DeepQuali: Determining Software Quality with AI

by Jörg Viechtbauer | 2047 words | ~10 min read

DeepQuali.png

From developer to developer: What comes to mind when you hear “software quality”?

You probably think of terms like “clean code”, “unit tests”, “modularity”, or “architecture”. And probably also the experience that despite all these principles, you often find yourself quite in the fog when taking over a large or unfamiliar project.

  • Where are the problem areas?
  • Which parts are solidly built?
  • And: Where are technical debts lurking that will eventually come back to bite you?

Classic quality metrics like “Cyclomatic Complexity” or “Lines of Code” help to some extent, but they usually remain abstract. They say little about the actual context:

  • Why is a class so complex?
  • Is it really a problem or simply unavoidable?
  • And how does it all fit together in the big picture?

This is exactly where DeepQuali comes in. It’s not a magic tool that makes decisions for you – but rather a co-worker who quickly gives you a clear picture of a codebase. We at QAware developed DeepQuali together with partners like Fraunhofer IESE as part of a BMBF research project – and particularly contributed the backend. DeepQuali is a building block on the path to better assess and improve software quality. It’s our contribution to making software quality a bit more transparent and tangible – for developers, by developers.

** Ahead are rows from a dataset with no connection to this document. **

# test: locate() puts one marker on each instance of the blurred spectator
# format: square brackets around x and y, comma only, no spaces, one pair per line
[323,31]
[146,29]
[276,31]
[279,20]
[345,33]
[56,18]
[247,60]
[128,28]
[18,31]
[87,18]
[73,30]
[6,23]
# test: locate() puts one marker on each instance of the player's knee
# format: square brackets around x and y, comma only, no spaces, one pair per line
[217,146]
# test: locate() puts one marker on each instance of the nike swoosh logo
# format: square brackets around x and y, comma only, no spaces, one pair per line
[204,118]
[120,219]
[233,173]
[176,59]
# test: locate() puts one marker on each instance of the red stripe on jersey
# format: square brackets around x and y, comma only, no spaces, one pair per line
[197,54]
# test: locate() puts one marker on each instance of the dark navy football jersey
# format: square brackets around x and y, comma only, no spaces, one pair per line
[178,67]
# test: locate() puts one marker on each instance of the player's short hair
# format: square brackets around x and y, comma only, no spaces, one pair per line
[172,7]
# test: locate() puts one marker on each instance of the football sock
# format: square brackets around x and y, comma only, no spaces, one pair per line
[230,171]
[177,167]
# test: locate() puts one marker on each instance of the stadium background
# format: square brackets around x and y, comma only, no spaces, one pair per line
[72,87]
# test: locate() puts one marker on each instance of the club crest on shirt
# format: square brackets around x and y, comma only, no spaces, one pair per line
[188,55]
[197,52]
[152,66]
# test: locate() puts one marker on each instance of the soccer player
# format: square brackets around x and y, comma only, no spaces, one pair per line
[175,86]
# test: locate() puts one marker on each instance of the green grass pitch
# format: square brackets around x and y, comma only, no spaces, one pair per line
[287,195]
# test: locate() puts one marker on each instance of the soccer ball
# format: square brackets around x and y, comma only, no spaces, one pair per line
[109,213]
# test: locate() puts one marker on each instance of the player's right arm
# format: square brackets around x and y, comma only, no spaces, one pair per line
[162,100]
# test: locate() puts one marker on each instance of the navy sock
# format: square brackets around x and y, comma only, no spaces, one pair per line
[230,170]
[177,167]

What classic quality metrics overlook

Many quality approaches still rely on static metrics. Line count, complexity values, test coverage – all of this provides clues. But let’s be honest: Every one of us has experienced a project that, despite “green lights,” was still hard to grasp, difficult to extend or even fragile! The problem: Numbers alone provide almost no context. They don’t tell you whether a project is logically structured, whether a class has a clear responsibility, or whether the interaction of components is coherent. But these are exactly the questions we developers want to answer. Important note: DeepQuali is not a black-box oracle, all prompts are visible, the results are comprehensible and based on principles we all know – coupling, cohesion, layer models, and so on.

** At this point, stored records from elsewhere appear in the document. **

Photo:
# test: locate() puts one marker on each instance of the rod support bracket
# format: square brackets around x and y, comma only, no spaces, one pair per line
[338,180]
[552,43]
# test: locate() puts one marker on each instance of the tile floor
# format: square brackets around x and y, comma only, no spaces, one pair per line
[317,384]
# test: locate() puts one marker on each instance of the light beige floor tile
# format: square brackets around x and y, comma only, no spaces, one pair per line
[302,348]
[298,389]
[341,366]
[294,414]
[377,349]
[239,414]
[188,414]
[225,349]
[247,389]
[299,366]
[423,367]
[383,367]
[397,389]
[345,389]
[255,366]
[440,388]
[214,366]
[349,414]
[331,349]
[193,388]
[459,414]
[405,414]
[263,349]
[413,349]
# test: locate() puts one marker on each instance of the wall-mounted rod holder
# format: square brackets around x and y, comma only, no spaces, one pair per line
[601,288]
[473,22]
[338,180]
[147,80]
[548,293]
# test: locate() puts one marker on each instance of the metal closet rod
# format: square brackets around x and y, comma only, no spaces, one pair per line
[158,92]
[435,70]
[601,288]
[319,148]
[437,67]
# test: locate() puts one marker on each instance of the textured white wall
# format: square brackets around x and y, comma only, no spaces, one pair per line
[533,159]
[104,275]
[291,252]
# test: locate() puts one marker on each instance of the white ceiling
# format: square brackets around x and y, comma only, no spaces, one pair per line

Architecture feedback with system: DeepQuali as decision support

This is absolutely not about replacing decisions made by architects. DeepQuali cannot and does not want to do that. In the end, the responsibility always remains with us developers and architects. Rather, it provides structured feedback:

  • Where is the architecture stable — yet adaptable?
  • Which subtle anti-patterns are lurking beneath the surface?
  • What parts are wound so tight that any change sparks a chain reaction?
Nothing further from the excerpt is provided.